Note that you can open up multiple summary tables, each from different regions of a graph, or even different graphs. This is great for making comparisons.
The new summary table window now only shows the data for selected time span in the trace. Is not surprising that FS is spending the little CPU time it is using in user mode asynchronous procedure calls.
This post illustrates some key concepts:
- The xperf tools are designed for both system wide and application specific analysis.
- Profiling with ETW is very, very light weight. While the experiment is running, the xperf tools are not even loaded – the kernel itself is collecting the data.
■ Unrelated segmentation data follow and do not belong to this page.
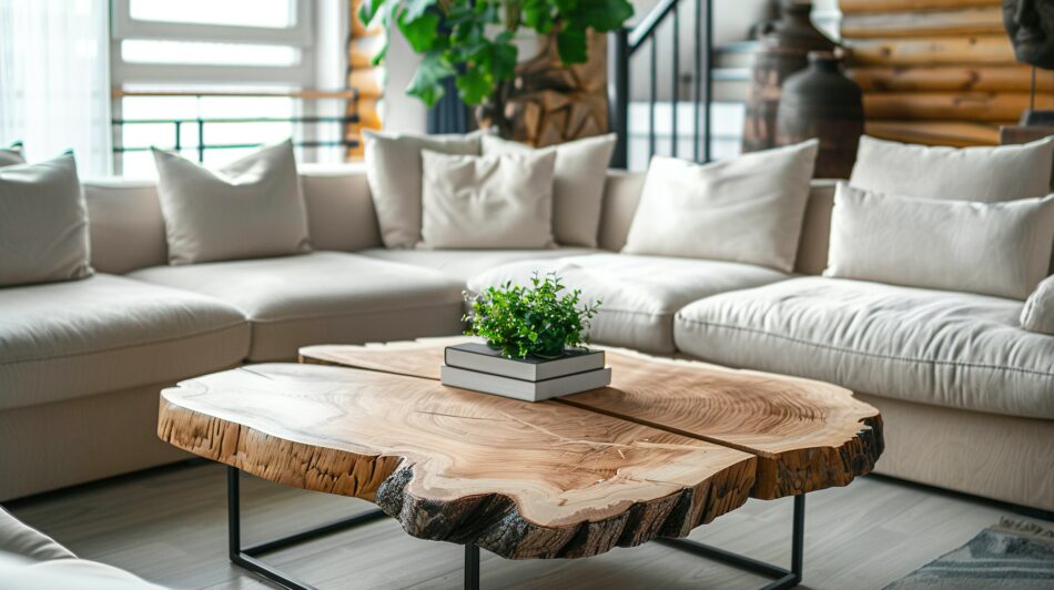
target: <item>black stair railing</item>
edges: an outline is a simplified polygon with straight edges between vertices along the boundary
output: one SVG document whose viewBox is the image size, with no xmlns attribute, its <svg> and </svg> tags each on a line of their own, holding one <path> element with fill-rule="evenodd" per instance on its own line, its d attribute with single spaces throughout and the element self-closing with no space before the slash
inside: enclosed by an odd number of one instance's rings
<svg viewBox="0 0 1054 590">
<path fill-rule="evenodd" d="M 625 169 L 629 164 L 629 105 L 632 101 L 630 68 L 632 60 L 647 45 L 649 49 L 648 68 L 648 159 L 656 153 L 656 102 L 658 99 L 659 72 L 659 41 L 660 26 L 671 23 L 669 34 L 672 52 L 670 83 L 670 155 L 678 154 L 678 143 L 681 139 L 681 129 L 678 121 L 678 103 L 680 102 L 680 9 L 681 4 L 695 4 L 695 26 L 692 39 L 692 153 L 697 162 L 710 161 L 710 103 L 711 101 L 711 69 L 713 59 L 713 12 L 711 0 L 661 0 L 637 26 L 624 28 L 612 33 L 614 68 L 611 81 L 611 121 L 618 133 L 615 154 L 611 165 Z"/>
</svg>

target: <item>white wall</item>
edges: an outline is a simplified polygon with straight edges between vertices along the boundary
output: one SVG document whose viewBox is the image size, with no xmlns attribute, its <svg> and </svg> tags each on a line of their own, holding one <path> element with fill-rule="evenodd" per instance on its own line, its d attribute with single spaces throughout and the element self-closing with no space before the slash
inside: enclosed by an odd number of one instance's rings
<svg viewBox="0 0 1054 590">
<path fill-rule="evenodd" d="M 427 122 L 425 103 L 406 94 L 406 87 L 414 78 L 414 71 L 420 63 L 420 57 L 397 31 L 389 40 L 385 60 L 384 103 L 382 121 L 388 131 L 424 133 Z"/>
</svg>

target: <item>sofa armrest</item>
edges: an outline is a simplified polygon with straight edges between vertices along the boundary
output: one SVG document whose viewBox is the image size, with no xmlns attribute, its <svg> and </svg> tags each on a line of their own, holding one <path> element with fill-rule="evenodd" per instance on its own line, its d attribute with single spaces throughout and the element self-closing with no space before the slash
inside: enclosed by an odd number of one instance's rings
<svg viewBox="0 0 1054 590">
<path fill-rule="evenodd" d="M 1043 279 L 1025 301 L 1021 327 L 1054 336 L 1054 275 Z"/>
<path fill-rule="evenodd" d="M 32 561 L 77 557 L 54 539 L 23 523 L 3 508 L 0 508 L 0 551 L 14 553 Z"/>
</svg>

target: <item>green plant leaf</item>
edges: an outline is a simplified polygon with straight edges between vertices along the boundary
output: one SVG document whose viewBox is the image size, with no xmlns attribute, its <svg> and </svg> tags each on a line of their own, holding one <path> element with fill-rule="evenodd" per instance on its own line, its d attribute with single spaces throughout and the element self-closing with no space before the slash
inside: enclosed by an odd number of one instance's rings
<svg viewBox="0 0 1054 590">
<path fill-rule="evenodd" d="M 490 78 L 482 68 L 469 68 L 454 81 L 458 96 L 465 104 L 479 104 L 494 90 Z"/>
<path fill-rule="evenodd" d="M 439 16 L 435 12 L 426 12 L 416 19 L 407 17 L 407 12 L 399 14 L 399 31 L 409 47 L 417 53 L 435 49 L 436 40 L 439 39 Z"/>
<path fill-rule="evenodd" d="M 417 96 L 428 106 L 435 106 L 446 92 L 443 89 L 443 80 L 453 74 L 454 68 L 446 61 L 443 52 L 430 52 L 417 65 L 406 93 Z"/>
<path fill-rule="evenodd" d="M 436 1 L 437 0 L 407 0 L 406 11 L 403 12 L 403 16 L 406 17 L 407 20 L 417 20 L 425 11 L 436 6 Z"/>
</svg>

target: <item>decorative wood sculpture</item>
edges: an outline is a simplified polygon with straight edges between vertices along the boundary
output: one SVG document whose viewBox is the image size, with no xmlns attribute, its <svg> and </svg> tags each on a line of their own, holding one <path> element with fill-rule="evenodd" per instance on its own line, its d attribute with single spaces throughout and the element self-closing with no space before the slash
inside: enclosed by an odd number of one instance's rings
<svg viewBox="0 0 1054 590">
<path fill-rule="evenodd" d="M 476 115 L 479 126 L 536 148 L 607 133 L 606 35 L 589 31 L 589 61 L 571 67 L 560 62 L 556 38 L 543 38 L 538 54 Z"/>
</svg>

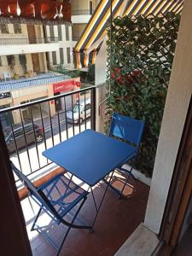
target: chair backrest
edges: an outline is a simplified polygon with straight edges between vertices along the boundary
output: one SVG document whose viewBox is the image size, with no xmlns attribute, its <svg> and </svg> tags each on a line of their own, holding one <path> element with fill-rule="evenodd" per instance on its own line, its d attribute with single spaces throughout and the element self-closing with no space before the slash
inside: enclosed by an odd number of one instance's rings
<svg viewBox="0 0 192 256">
<path fill-rule="evenodd" d="M 119 137 L 139 147 L 144 128 L 144 121 L 114 113 L 111 120 L 109 136 Z"/>
<path fill-rule="evenodd" d="M 12 170 L 24 184 L 24 186 L 28 189 L 29 192 L 32 194 L 33 196 L 43 205 L 52 214 L 54 214 L 56 218 L 60 218 L 57 214 L 55 209 L 49 201 L 49 199 L 44 195 L 44 193 L 40 189 L 36 188 L 33 183 L 20 171 L 16 168 L 16 166 L 10 161 Z"/>
</svg>

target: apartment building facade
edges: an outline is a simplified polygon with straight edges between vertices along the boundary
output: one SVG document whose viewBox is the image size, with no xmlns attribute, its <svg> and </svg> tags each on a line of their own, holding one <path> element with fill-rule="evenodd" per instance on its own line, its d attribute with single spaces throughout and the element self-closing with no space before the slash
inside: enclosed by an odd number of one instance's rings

All analysis is done as post processing tasks.
- OS based sample profiling collects both user and kernel mode stacks.
- So long as you have symbols, production code can be profiled – no special debug or instrumented builds are required.
- In this example, I started and stopped FS.exe (the experiment) between the tracing start and stop. But, since this is ETW based, sample profiling can be started and stopped at any time, without stopping or restating even a single process. You can profile anything at any time on any system.
- Stack views provide a very powerful method for analyzing where time is spent in a process.
- The general technique with Performance Analyzer is to use the graphics to identify interesting time spans in the trace, then use the summary tables to look at the data in detail.